The time result is not so clear. One Zig run of the CPU task finished in 344ms, while the others took about 500ms. That one odd run pulls the Zig average down and makes Rust look worse than it really is. Remove it, and the two are basically equal. Not the "Rust destroys Zig" headline I was hoping for.
Five runs on a warm laptop is not enough to trust a 2% gap. Other apps, heat, and garbage-collection timing all live in that range. If you care about the speed number, do more runs:
docker run --rm -e RUNS=15 bun-bench
More runs cancel out the odd ones.
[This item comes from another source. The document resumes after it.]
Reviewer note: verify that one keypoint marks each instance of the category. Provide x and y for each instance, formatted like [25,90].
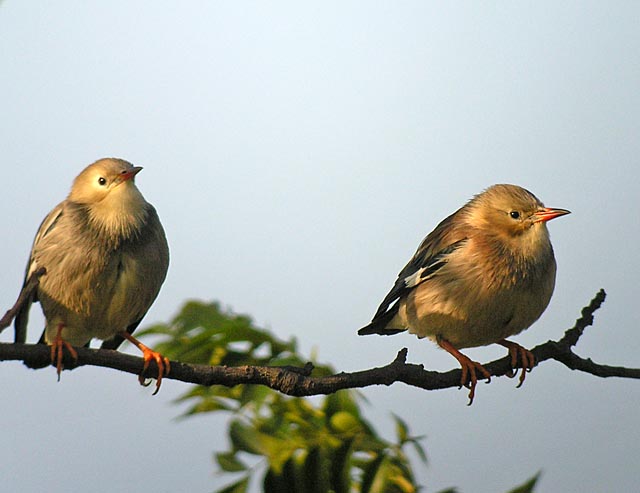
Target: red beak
[128,175]
[548,213]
Even better, report the fastest run instead of the average. The fastest run is the one with the least interference from other things on the machine.
So, did Rust help?
Kind of, yes. The new Bun uses less memory and did not get slower. That is a win, just a quiet one. If you run many Bun processes at once (servers, CI, one worker per request), 5% less memory each adds up to real free space.
As a Rust lover, I wanted fireworks. I got a small, steady improvement instead. And honestly, that is a healthy rewrite. Boring is good.
Want to try it yourself? Clone the harness and run it on your own machine: github.com/zahinafsar/bun_zig-vs-bun_rust. Your numbers will differ from mine — that is exactly why it ships as a container.